KUCHING: Scanning QR code to enter business premises is encouraged but not compulsory, said Senior Minister (Security Cluster) Datuk Seri Ismail Sabri Yaakob.
“Some people might not like having their personal details recorded before entering a shop, so to avoid that, use the QR code. If they do not have the app for it, then they have to write down their full name and phone number.
“Like wearing masks, the use of the QR code is very much encouraged to facilitate the process, but not compulsory. If compulsory, it needs to be in the rules of the Prevention and Control of Infectious Diseases Act (Act 342),” he said at the daily press conference on Covid-19 security issues in Putrajaya yesterday.

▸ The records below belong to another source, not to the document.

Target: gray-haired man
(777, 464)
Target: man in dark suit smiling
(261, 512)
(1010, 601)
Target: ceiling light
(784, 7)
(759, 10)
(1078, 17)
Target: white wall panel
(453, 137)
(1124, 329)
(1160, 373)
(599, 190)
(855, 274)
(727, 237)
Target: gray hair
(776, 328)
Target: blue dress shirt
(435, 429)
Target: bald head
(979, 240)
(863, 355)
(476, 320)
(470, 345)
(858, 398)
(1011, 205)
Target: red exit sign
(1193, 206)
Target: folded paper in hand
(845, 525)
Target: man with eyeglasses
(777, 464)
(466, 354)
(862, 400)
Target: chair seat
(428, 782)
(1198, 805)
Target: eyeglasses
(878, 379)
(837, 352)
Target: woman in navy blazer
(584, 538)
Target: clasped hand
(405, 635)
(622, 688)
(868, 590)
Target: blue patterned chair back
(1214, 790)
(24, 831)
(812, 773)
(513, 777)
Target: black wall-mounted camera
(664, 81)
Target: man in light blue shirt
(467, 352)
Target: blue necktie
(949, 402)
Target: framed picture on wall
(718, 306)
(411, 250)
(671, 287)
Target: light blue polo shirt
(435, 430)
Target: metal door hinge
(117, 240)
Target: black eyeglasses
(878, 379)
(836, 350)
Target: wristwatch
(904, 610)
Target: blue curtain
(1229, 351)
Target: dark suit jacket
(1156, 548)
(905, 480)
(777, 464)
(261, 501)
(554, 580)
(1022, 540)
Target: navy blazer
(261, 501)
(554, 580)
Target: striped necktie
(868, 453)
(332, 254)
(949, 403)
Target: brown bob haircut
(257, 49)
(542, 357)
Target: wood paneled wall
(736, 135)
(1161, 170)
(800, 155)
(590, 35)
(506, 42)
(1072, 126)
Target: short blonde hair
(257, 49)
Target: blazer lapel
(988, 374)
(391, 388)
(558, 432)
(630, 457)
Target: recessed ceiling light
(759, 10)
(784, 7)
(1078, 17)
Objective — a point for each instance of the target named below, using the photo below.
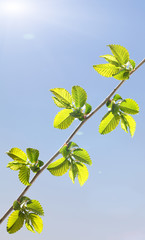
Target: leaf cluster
(73, 160)
(118, 65)
(24, 162)
(28, 212)
(75, 106)
(119, 110)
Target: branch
(69, 138)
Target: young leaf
(88, 108)
(59, 167)
(131, 124)
(111, 59)
(124, 123)
(63, 119)
(132, 63)
(32, 154)
(16, 205)
(73, 172)
(82, 155)
(79, 96)
(29, 227)
(82, 173)
(24, 175)
(129, 106)
(72, 145)
(106, 70)
(17, 155)
(117, 97)
(65, 151)
(36, 222)
(35, 207)
(122, 74)
(15, 221)
(14, 165)
(109, 123)
(63, 97)
(120, 53)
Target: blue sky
(48, 44)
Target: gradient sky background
(47, 44)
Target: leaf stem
(69, 138)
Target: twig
(68, 140)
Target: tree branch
(69, 138)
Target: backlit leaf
(129, 106)
(88, 108)
(73, 172)
(59, 167)
(132, 63)
(79, 96)
(120, 53)
(35, 207)
(36, 222)
(63, 119)
(82, 173)
(63, 97)
(82, 155)
(14, 165)
(111, 59)
(32, 154)
(109, 123)
(131, 123)
(17, 155)
(106, 70)
(24, 175)
(122, 75)
(15, 221)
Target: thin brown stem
(69, 138)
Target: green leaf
(73, 172)
(32, 154)
(79, 96)
(132, 63)
(124, 123)
(17, 155)
(82, 173)
(115, 108)
(111, 59)
(88, 108)
(65, 151)
(24, 175)
(120, 53)
(131, 124)
(40, 163)
(16, 205)
(29, 227)
(77, 113)
(106, 70)
(15, 221)
(82, 155)
(14, 165)
(72, 145)
(63, 119)
(59, 167)
(63, 98)
(36, 222)
(117, 97)
(109, 123)
(122, 74)
(129, 106)
(35, 207)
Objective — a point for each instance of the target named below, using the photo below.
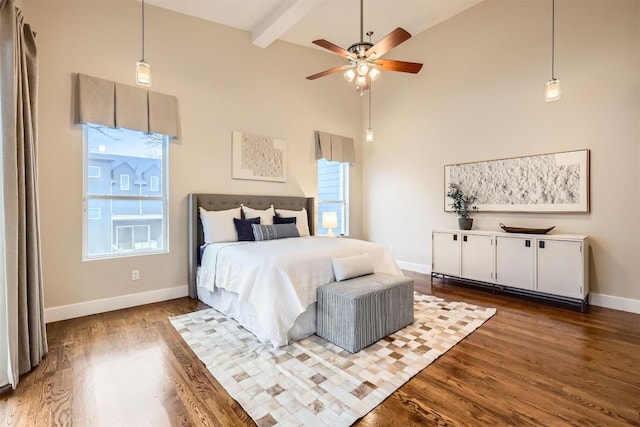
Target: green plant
(461, 204)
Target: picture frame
(257, 157)
(553, 182)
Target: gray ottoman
(355, 313)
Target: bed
(269, 286)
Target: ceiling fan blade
(329, 71)
(388, 42)
(403, 66)
(333, 48)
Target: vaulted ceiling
(302, 21)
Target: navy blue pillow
(284, 220)
(244, 230)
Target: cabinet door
(560, 268)
(515, 262)
(477, 257)
(445, 253)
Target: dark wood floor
(530, 365)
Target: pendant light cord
(553, 38)
(361, 22)
(370, 87)
(142, 30)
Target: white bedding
(279, 277)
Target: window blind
(117, 105)
(334, 147)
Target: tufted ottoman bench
(355, 313)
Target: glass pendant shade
(143, 73)
(552, 90)
(362, 68)
(349, 75)
(369, 135)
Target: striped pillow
(276, 231)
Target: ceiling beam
(286, 15)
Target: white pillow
(302, 220)
(266, 216)
(218, 226)
(352, 266)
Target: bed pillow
(301, 217)
(282, 220)
(244, 229)
(352, 266)
(275, 231)
(266, 215)
(218, 225)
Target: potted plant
(462, 205)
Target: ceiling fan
(364, 57)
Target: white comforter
(279, 277)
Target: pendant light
(369, 134)
(552, 87)
(143, 70)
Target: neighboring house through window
(124, 192)
(333, 194)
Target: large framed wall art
(258, 157)
(555, 182)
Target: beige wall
(223, 83)
(480, 97)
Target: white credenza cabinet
(554, 265)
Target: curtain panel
(334, 147)
(117, 105)
(22, 279)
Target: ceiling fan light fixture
(362, 68)
(349, 75)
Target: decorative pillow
(244, 230)
(266, 216)
(302, 222)
(283, 220)
(218, 225)
(276, 231)
(352, 266)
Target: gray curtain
(23, 271)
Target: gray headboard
(218, 202)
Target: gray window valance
(121, 106)
(334, 147)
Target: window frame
(163, 197)
(344, 203)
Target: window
(333, 194)
(124, 182)
(154, 183)
(93, 172)
(121, 217)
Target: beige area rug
(313, 382)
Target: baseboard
(412, 266)
(54, 314)
(599, 300)
(616, 303)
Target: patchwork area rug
(313, 382)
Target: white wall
(480, 97)
(223, 83)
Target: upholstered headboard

He was responding to a question from a reporter on whether the use of QR code to register customers or visitors at all business premises is compulsory.
“It is not compulsory, but some states might have made it compulsory, but it is not in the Standard Operating Procedure (SOP) or in the Act 342 that we have introduced or in any rules issued by the National Security Council,” he said, noting also that some states might have their own applications for Covid-19 contact tracing, while at the federal level there is the MySejahtera app.
On SOP compliance, Ismail informed that police on Tuesday issued compounds to a total of 88 individuals nationwide for violating the SOP of the CMCO.
“Yesterday (Tuesday), the police had arrested 56 individuals for violating the SOP in which 46 of them have been remanded, while 10 were on police bail,” he said.